The Springman family is calling it their own “Christmas miracle.”
22-year-old Slater Springman left St. Francis after 109 days spent in two hospitals. It's a moment his family says is possible thanks to great doctors and strong faith.
Not just his faith, and his family's, but from beyond the Oklahoma state line.
Slater graduated from Holland Hall and went on to play baseball at Freed-Hardeman University in Tennessee. Prayers and support poured in from the University of Oklahoma softball team, Rhoads University in Memphis, and several church groups.
Students at his college campus in Henderson, Tennessee stood together in prayer in September, too.
"That's what saved his life. God heard those prayers,” his father, Bill, said.
"I really think that's kinda what saved me,” Slater said.
While Slater was surrounded with support, he took action, too.
He recalled walking for the first time in the hospital, in early November.
"That's kind of when I knew I was hitting a turning point and getting a lot better,” he said.
The Freed-Hardeman University baseball player had only run a few laps back in August, when he collapsed. He spent about a month in the ICU at a hospital in Jackson, Tennessee, then was flown to St. Francis.

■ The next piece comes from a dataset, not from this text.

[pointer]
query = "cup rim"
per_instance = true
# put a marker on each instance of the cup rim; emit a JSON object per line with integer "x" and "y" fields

Doctors told the family he had a severe reaction to a heat stroke, seeing numbers they'd never seen in other patients.
"We can't look back and ask, 'Why?' We just gotta go forward,” Bill said.
Bill says Slater’s doctor, Dr. Joe Reese, along with doctors in Tennessee, will be looking for answers in a case study for the American Medical Journal.
“There’s many people across the country who are studying why this happens. Because there’s still something with heat stroke and seizures that this rhabdomyolysis is a byproduct of, that is really a killer,” Bill said.
“That’s why a lot of people don’t make it from that. That’s why his case is so unique.”
Slater's focus is on his continued recovery and taking even bigger steps to get back on the field.
"I want to get to the point where I used to be, where I could get back to doing everything on my own,” Slater said.
"Has a long ways to go, so please, please, keep prayers up,” Bill said.
Slater said he plans to go back to school next fall.